The air taxi relies on a total of eight propellers, powered by electric motors, to give it lift; another propeller in the back, known as a pusher and designed to give it forward speed, wasn’t in use. The craft was around 20 feet off the ground at the time of the incident, according to Aviation Week, and the damage was reportedly not as bad as Boeing or Aurora thought it would be. (Without public photographs of the incident, it is hard to know what the physical impact of the crash on the machine was.)

Reached by email, a spokesperson for Aurora commented that because the accident involved an active investigation, they couldn’t currently provide any further information.

Any incident involving an air vehicle designed to carry people—Aurora is working on versions of this vehicle that can transport either two or four passengers, and craft like these are designed for urban areas—is concerning, and the minor incident comes at a bad time for Boeing, as it works on a software update for its grounded fleet of 737 MAX aircraft following two catastrophic airliner accidents that killed 346 people.

But it's worth remembering that this sector of the industry represents a new frontier in aviation, and that the Boeing-Aurora air taxi is still a prototype. "I'm not surprised, because accidents happen during flight tests," says William Crossley, the head of Purdue University's School of Aeronautics and Astronautics. And the goal of the post-accident process is to figure out what went wrong, learn from it, and make corrections.

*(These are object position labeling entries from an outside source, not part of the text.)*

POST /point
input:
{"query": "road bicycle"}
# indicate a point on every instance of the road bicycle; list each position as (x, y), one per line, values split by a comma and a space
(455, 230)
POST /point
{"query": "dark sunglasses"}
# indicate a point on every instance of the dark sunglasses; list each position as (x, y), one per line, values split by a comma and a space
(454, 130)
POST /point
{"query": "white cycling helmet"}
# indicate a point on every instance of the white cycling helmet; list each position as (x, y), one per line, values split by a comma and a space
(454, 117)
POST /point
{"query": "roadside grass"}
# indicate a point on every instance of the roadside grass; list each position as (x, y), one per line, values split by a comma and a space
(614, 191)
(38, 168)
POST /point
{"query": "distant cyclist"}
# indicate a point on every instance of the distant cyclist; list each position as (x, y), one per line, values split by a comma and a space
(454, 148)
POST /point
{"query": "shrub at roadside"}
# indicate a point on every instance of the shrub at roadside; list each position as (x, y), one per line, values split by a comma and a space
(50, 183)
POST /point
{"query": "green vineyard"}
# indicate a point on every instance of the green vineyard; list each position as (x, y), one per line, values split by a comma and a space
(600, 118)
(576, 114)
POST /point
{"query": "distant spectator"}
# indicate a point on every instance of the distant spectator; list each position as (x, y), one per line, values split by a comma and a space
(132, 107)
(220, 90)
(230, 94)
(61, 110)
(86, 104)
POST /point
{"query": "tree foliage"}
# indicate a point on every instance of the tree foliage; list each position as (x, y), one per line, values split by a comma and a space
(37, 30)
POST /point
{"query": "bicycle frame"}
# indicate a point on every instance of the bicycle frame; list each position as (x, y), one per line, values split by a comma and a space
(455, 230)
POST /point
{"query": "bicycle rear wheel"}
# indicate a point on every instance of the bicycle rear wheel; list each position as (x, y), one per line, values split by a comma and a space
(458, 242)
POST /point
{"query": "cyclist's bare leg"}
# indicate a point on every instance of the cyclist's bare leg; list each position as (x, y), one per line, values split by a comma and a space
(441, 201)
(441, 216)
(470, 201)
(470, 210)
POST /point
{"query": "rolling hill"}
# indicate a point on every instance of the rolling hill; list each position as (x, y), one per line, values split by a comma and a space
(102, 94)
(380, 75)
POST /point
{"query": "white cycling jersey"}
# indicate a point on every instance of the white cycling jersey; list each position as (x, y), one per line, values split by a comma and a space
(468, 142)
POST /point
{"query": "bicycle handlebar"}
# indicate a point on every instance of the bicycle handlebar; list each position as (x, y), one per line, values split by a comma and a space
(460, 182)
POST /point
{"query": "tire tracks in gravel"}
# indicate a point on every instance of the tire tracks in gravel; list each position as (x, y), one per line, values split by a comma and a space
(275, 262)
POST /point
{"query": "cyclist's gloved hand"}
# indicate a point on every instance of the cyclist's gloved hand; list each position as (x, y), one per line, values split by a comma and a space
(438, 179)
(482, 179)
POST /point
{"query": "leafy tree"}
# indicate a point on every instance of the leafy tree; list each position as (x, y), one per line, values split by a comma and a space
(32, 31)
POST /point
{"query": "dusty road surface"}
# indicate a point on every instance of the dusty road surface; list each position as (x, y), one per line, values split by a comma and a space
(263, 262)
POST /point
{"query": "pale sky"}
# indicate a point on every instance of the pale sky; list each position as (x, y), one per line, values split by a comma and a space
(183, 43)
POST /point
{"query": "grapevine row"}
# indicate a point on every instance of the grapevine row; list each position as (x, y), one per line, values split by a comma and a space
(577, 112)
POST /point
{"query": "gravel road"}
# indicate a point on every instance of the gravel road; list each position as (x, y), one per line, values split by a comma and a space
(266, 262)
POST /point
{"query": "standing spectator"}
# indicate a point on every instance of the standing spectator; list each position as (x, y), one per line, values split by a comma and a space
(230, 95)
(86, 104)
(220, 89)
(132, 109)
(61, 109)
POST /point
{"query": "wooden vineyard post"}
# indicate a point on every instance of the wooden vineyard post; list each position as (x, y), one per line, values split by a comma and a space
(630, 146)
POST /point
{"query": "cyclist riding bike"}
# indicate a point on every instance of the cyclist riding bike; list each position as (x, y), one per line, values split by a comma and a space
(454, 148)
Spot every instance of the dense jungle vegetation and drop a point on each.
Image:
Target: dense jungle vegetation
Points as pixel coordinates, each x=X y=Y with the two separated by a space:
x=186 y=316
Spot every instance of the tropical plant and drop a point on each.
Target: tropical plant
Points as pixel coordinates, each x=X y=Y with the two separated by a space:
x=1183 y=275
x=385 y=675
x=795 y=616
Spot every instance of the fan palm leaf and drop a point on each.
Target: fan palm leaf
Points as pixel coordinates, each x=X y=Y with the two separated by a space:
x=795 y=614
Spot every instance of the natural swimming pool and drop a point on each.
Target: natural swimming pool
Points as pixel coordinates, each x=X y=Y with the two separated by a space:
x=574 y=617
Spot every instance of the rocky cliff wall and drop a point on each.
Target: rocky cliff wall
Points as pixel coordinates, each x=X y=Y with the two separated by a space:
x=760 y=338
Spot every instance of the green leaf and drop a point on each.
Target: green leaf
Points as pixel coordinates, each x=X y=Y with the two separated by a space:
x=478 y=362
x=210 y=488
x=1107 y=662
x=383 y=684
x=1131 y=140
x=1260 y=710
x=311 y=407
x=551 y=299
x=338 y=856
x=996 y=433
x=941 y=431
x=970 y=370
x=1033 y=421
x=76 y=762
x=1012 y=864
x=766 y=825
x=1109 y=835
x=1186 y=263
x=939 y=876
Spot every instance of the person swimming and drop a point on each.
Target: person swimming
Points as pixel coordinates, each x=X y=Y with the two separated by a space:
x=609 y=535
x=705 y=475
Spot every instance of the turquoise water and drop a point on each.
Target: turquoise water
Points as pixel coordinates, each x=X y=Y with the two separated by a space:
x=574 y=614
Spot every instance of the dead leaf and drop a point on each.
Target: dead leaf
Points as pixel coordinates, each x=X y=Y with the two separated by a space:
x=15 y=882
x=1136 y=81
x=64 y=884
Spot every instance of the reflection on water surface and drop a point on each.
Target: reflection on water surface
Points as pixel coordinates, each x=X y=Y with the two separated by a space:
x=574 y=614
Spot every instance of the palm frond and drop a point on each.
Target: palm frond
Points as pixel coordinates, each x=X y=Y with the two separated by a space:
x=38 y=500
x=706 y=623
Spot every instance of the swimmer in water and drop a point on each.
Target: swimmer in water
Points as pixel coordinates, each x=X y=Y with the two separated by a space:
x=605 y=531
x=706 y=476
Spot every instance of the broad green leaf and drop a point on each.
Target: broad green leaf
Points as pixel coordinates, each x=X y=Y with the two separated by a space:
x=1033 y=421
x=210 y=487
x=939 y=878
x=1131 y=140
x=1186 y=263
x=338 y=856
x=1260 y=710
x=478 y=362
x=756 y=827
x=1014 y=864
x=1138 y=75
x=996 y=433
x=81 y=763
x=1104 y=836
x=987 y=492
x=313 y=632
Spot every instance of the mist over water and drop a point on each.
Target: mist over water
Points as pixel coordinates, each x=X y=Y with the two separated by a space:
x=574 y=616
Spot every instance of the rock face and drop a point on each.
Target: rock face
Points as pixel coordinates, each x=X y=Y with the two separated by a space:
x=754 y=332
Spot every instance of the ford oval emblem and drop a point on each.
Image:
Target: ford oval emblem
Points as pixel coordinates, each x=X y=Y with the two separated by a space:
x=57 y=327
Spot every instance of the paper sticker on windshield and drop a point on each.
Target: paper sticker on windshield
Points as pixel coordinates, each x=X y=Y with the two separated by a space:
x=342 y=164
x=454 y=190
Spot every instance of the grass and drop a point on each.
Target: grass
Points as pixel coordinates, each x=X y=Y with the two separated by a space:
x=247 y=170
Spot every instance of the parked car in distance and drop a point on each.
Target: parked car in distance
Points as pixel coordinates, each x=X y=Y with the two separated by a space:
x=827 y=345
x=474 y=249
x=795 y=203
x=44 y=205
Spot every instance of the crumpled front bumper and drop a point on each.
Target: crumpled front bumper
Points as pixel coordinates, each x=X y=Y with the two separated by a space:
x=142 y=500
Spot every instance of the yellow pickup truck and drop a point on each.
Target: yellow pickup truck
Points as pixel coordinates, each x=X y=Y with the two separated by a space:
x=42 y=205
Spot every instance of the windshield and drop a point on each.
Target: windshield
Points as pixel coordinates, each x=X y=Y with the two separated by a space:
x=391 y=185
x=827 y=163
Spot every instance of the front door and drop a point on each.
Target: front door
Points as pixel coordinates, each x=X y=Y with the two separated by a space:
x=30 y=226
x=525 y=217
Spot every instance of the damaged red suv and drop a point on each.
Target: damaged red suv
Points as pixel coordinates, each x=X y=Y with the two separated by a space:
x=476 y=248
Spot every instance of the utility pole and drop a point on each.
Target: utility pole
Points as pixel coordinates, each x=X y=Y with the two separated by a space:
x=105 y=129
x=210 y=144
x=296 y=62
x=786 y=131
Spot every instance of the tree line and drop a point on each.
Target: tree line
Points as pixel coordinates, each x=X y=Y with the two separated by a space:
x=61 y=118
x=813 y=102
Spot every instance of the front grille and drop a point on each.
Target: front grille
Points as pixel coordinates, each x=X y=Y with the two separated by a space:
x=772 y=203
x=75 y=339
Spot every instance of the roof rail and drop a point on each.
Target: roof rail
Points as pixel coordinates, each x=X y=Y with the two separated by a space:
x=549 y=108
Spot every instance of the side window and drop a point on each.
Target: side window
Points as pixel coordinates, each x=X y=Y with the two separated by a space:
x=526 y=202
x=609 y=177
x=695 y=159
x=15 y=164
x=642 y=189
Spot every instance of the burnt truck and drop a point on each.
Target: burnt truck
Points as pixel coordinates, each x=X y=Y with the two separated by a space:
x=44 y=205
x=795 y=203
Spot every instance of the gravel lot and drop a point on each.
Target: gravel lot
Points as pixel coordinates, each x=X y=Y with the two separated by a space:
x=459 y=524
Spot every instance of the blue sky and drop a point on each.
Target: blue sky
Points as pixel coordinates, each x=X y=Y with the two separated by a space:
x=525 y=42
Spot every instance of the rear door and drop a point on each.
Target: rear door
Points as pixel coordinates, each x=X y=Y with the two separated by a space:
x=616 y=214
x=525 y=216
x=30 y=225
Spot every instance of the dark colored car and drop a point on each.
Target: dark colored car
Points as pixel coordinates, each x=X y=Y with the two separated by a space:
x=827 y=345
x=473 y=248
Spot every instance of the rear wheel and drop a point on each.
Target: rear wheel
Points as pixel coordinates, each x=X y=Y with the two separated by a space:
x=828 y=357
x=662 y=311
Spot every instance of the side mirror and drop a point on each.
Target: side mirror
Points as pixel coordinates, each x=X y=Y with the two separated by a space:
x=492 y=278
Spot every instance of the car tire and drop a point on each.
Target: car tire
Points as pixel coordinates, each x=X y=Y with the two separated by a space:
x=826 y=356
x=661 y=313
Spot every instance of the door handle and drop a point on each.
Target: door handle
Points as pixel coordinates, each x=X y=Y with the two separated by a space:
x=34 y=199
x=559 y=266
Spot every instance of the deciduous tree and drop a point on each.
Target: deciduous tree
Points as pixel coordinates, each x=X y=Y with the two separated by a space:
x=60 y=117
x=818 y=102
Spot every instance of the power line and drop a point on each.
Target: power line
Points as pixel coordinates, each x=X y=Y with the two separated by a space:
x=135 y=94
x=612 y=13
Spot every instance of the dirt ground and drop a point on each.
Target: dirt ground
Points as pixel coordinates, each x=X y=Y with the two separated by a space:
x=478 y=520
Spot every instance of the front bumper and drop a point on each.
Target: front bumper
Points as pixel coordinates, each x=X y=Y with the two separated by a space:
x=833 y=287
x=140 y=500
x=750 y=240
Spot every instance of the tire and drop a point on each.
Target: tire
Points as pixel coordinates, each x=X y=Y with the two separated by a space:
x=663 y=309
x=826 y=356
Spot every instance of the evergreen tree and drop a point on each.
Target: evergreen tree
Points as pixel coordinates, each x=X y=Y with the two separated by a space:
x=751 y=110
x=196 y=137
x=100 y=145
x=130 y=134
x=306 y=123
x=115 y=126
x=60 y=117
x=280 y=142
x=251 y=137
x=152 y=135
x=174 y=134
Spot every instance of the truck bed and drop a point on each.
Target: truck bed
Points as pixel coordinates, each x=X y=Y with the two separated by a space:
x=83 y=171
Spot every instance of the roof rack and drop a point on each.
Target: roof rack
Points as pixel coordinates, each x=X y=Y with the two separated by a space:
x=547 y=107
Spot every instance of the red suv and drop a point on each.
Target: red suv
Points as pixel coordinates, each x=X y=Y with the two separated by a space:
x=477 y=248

Craft like these are generally known as VTOLs—that stands for “vertical take-off and landing.” (Sometimes it’s written as eVTOL, for “electric.”) Because these vehicles typically have multiple electric motors, they have built-in redundancy. If one fails, the others should keep the vehicle aloft, but that wasn’t the case in this incident. However, the redundancy aspect may have not been engaged or ready for this Aurora test—according to Aviation Week, Nordlund commented that “right now we are not focused on that.” One motor conking out on a multi-engine aircraft that’s fully operational should not cause it to crash.

Aircraft accidents spur experts to learn lessons about what happened, and the ideal time for an incident to happen is during early testing, with no one on board.

Uber is partnering with companies such as Aurora, Bell, and Jaunt on its Uber Elevate system, but did not reply to requests from Popular Science for a statement on the crash.

On a broader note, the industry is still trying to determine the best design, or designs, for electric aircraft that will make short hops around cities—they're radically different from a tube-and-wing jet you'd take on a long journey, and they're distinct from a traditional helicopter with a big top rotor and a vertical one on its tail, too. One craft from a company called Lilium uses rotating ducted fans attached to its wings to let it take off, land, and cruise; another concept from Jaunt looks like a helicopter with wings.

“I don’t think we, the community, know exactly what the best aircraft is going to be for this mission,” Crossley adds. “We don’t know exactly what it should look like.”